Toutefois, cette idée marque l’esprit des Lumières, puisque Guyton de Morveau nomme, lui
aussi, Plutarque et sa référence à Lycurgue en rappelant que « le sage Lycurgue ne voulut pas
qu’il y eût aucune de ses lois par écrit […] car […] il estimait que cela devait être empreint par la nourriture des cœurs et des mœurs des hommes pour y demeurer à jamais
immuable »115. Le Dijonnais insiste sur la nécessité législative et donc politique de créer des
lois qui traitent du problème éducatif de la société de son temps. Il s’agit alors d’exercer une influence suffisamment puissante et forte sur le pouvoir royal pour l’inciter à considérer la
question éducative comme relevant des sujets prioritaires à traiter par les Parlements.

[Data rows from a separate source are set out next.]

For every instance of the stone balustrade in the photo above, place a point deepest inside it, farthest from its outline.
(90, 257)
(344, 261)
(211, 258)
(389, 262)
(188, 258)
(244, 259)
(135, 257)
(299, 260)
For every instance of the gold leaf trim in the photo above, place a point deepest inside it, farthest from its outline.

C’est précisément dans les années 1740 qu’apparaissent de multiples références à Sparte et à
Athènes au sein des discours pédagogiques, historiques ou politiques, ce qui pourrait être interprété comme une aspiration plus égalitaire et plus républicaine du concept éducatif. Néanmoins ne nous laissons pas leurrer ! Bien que le modèle spartiate soit présenté comme une référence pédagogique à imiter, seules les dimensions éthique et morale sont retenues pour et par le XVIIIe siècle. La Sparte lycurguéenne permet de développer l’idée d’une éducation à caractère public, mais sans conduire l’élite pensante jusqu’au bout du
raisonnement pédagogique ainsi ébauché.
Dans l’ensemble de cet héritage, on l’a vu, la référence à la Grèce, à Rome et à la latinité occupe une place fondamentale. En même temps, à travers cette référence, c’est une conception du temps et de l’histoire implicitement imposée à l’esprit des collégiens et accueillant difficilement l’idée de progrès, mais qui deviendra une idée force du XVIIIe siècle, car elle est davantage tournée vers le passé, modèle de perfection. Dans cette forme de
pensée, la rhétorique constitue, elle aussi, un legs essentiel de l’Antiquité sur lequel prennent
appui maintes modalités éducatives du siècle des Lumières.